We are both highly spiritually evolved in a world of implacable reality.
0 Replies
 
Tartarin
 
  1  
Reply Sat 12 Jul, 2003 01:54 pm
Be still my heart...
0 Replies
 
Phoenix32890
 
  1  
Reply Sat 12 Jul, 2003 01:58 pm
My bookmark is usually a folded over pink "While You Were Out" paper. Nothing fancy for me.
0 Replies
 
Dartagnan
 
  1  
Reply Sun 13 Jul, 2003 03:52 pm
Perhaps there is a psychic dimension involved in our choice as to how to mark our place in a book. I was struck by Piffka's saying that she never uses bookmarks. Clearly, we go from this somewhat anarchic approach to more controlled techniques. But we all experience enlightenment from time to time.

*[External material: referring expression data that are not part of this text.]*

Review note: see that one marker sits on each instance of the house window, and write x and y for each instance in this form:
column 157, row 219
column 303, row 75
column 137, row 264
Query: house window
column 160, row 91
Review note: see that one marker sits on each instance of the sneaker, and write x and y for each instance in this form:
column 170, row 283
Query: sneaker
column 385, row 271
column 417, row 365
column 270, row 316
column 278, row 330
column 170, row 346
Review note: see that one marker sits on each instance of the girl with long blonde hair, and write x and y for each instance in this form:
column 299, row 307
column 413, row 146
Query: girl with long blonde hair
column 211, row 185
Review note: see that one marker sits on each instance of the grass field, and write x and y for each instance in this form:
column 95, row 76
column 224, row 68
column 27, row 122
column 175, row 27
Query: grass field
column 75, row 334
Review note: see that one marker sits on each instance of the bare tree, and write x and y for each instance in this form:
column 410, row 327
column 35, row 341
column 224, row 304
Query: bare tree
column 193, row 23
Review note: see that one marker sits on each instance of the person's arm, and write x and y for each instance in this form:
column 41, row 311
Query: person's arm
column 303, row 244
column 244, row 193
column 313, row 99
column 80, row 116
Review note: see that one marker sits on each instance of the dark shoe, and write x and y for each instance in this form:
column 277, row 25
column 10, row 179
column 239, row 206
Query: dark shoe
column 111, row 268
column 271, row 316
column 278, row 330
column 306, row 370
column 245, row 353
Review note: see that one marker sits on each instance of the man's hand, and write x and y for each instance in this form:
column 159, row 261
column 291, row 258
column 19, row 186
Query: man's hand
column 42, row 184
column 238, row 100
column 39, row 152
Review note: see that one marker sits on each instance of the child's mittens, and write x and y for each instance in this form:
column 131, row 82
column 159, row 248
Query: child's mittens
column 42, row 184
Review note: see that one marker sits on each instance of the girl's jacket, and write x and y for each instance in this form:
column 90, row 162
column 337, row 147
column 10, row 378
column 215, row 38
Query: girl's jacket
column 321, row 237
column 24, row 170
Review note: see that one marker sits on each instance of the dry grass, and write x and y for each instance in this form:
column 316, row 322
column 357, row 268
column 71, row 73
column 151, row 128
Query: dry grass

One light, though the lamps be many...
0 Replies
 
ossobuco
 
  1  
Reply Sun 13 Jul, 2003 04:16 pm
I never mar a book on purpose. Cough. But, I tend to fall asleep while reading, squash, crunch. Or get just a wee bit of coffee on it.

If I run into a paragraph I really like, I remember the page number....for a few days. I like bookmarks, especially from bookstores out of town, and the Florentine paper bookmarks from my local travel book store, Going Places.
I sometimes use these bookmarks, but more often just put the book down; even though I generally buy used books, they still tend to open at the last page read by me.

Sometimes I use old photos. That starts out by my having duplicates of some favorites and then years passing so that they are not quite the wonders they first were but I can't throw the photo out... or they were marginal photos in the first place but with some slight sentimental value...say, for example, a closeup of a travertine step in Rome (you all know I am Rome-nuts, right?) Anyway, I cut them up for the part of the photo I like...nuts, yes, yes, I know.

Really good books, nicely bound ones old or new - those I sit up straight at my desk to read, and avoid any liquid within several feet.. I am the clumsy sort.

Dog ears...I am reading an Alice Munro book of short stories right now. Well, I finished it this morning. The previous owner underlined the most significant lines for the stories (that is, one line each story) and dog-eared those pages. It was an interesting combination of very annoying and somewhat amusing to me, and dagnabbit, she was right. I just know it was a she. Why? the penmanship, note on the first page.

(Alice Munro Open Secrets 1994)
0 Replies
 
Tartarin
 
  1  
Reply Sun 13 Jul, 2003 04:40 pm
AHA! Another Alice Munro reader. She and Carol Shields (co-Canadians) are two of my favorites.

I DO NOT LIKE seeing bookshelves full of obviously unread books in perfect condition. Normally when I'm at someone's house, I find an excuse to cruise the bookshelves, but not if they are full of books that look like fakes (and sometimes are!)

THEREFORE, the paperback with the worn spine, the book with one or two bits of paper sticking out of it, the book splayed next to a comfortable armchair -- these attract me enormously. It's good to save money, I know. However I buy second hand books not because they're cheaper but because they have more character. Coffee stain? I can get over that very quickly if it's a good book!
0 Replies
 
ossobuco
 
  1  
Reply Sun 13 Jul, 2003 08:04 pm
Dog ears and coffee stains make them harder to sell back to the bookstore though...don't know how that one got by except that it was by Munro. No, matter, I keep all my Munros. Give the other bedraggleds to Salvation Army, etc.
0 Replies
 
Dartagnan
 
  1  
Reply Mon 14 Jul, 2003 10:13 am
Well, I tend to keep my books neatly on the shelves, though I do read them. What can I say in my defense? Perhaps something along the lines of: You can't judge a reader by the neatness of the books on his shelf.

Though I do have some place holders (bookmarks or scraps) in certain books on the shelf....
0 Replies
 
Tartarin
 
  1  
Reply Mon 14 Jul, 2003 10:50 am
Aw, D'art. That's okay. My books are pretty neat on my shelves. It's whether you've gone out and bought "books by the mile" and/or have fake books that's at issue! This reminds me that one reason Strand in NYC prospers is because it's where movie people go to get the books ("by the mile") that appear on the shelves on film sets. I always try to see what books they've chosen. Or when someone's being interviewed on TV and they're sitting in front of a bookcase, my drifts away from the interview to the books. What does he read?